We previously listed out the top ten red flags in the marijuana industry. It’s now time to discuss the top ten myths in the marijuana industry. The below are the most common myths we have been hearing in multiple states regarding marijuana businesses:
1. The Cole memo from August 29, 2013 changed federal marijuana laws. False. Though helpful in showing states how they should be regulating marijuana within their borders, it does nothing to change or nullify federal marijuana laws. Marijuana is still federally illegal and the Cole memo has had no impact on that. For more on this, check out Marijuana and the New Attorney General: Why You Should Care.
2. My marijuana business can take regular business tax deductions. Not true. Since marijuana is a Schedule I controlled substance, marijuana businesses are illegal. This means that IRS code 280e allows marijuana businesses to deduct the costs of good sold, but that marijuana businesses are prohibited from deducting all other business expenses.

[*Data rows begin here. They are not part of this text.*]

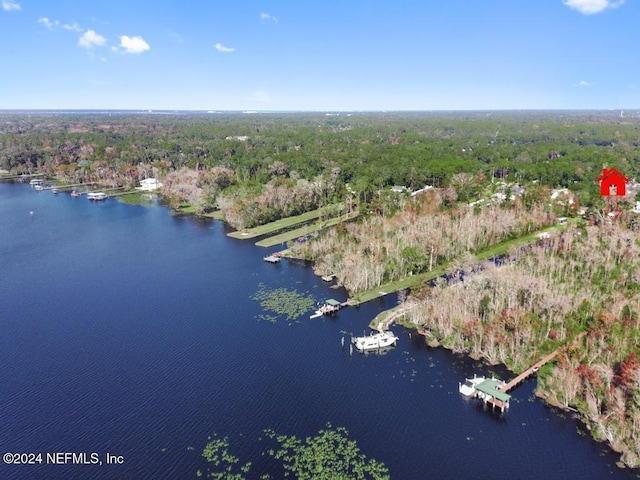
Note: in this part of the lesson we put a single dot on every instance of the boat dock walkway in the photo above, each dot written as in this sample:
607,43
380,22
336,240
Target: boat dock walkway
530,371
384,320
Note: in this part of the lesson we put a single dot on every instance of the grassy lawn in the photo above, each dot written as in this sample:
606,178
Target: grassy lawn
301,231
280,224
493,251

3. I can take my marijuana company public. This idea demonstrates ignorance of federal and state laws. Though there are some publicly traded “marijuana” companies, all of those companies provide either ancillary products or ancillary services. None of them cultivate, manufacture, and/or distribute marijuana. The Securities and Exchange Commission has made clear that businesses handling marijuana cannot go public. Most state laws also prohibit marijuana companies from going public.
4. Investors cannot be held criminally liable for investing in marijuana businesses. This one makes so little sense we are not even sure how it got started, but it is particularly prevalent (along with a whole host of other misconceptions) in Florida and Nevada. The federal Controlled Substances Act is vast, aggressive, and all-encompassing when it comes to those involved with illegal drugs, including marijuana. Under the federal Controlled Substances Act, investors can be arrested and prosecuted by the Department of Justice by virtue of their financial contribution to a marijuana business — in any state, whether regulated or not.
5. My marijuana business can locate anywhere, in any city or county, in a state that has marijuana laws on the books. False. Cities and counties have the power to regulate activities taking place within their jurisdiction unless their state has removed that power, which it seldom does. Marijuana businesses must comply with both state and local laws if they want to survive. For more on this, check out Cities and Counties Banning Cannabis: Why Not Let The People Decide?
6. Marijuana businesses cannot obtain bank accounts. Though once true, this is no longer always the case, as things are slowly changing in states with “robust” regulatory regimes. FinCEN issued a memorandum in February 2014 that provided guidance to financial institutions wanting to bank with the marijuana industry. As a result of that memo, some banks and credit unions in Colorado, Nevada, and Washington are quietly providing marijuana banking services. For more on this, check out Marijuana Banking. Still Very Much Alive.
7. I can get a federal trademark for my marijuana products and marijuana-related activity. This is a troubling myth because there are many lawyers new to cannabis and to trademark law who believe this. You cannot obtain a trademark for direct marijuana activity like strain names or dispensary names so long as marijuana remains illegal under federal law. Marijuana businesses can, however, typically secure state trademarks for their marijuana related products and services. For more on this, check out Marijuana Trademarks.
8. My marijuana business can file for bankruptcy. Wrong. Bankruptcy is controlled by federal law and marijuana’s federal illegality prevents the federal courts from liquidating and re-structuring marijuana businesses. In turn, marijuana businesses (and their creditors) need to contemplate different exit strategies (perhaps state law receivership) if they cannot meet their debts. For more on marijuana bankruptcy, check out Marijuana Bankruptcy? Think Again.
9. Finding property for my marijuana business is going to be a breeze. Though we wish this were true, it simply is not. Finding a landlord who will rent property to a marijuana business is still staggeringly difficult. This is because federal prohibition means that landlords can be prosecuted and lose their property just for renting their property to a marijuana business. In addition, with seemingly ever-changing local land use laws, along with onerous state distance laws (typically, marijuana businesses must be 1,000 feet as the crow flies from schools, playgrounds, and day cares (at a minimum)), finding eligible property is usually very difficult at best. For more on marijuana real property, check out Marijuana Commercial Leaseholds: Any Resemblance to Regular Leaseholds is Purely Coincidental.
10. Decriminalization and legalization are the same thing. They are not. Legalization is the mechanism that produces lawful marijuana businesses under a lawful marijuana system. Decriminalization only dictates that criminal penalties no longer apply to certain activities, like possession of marijuana. For more on this, check out Marijuana Decriminalization Versus Legalization: A Difference That Matters.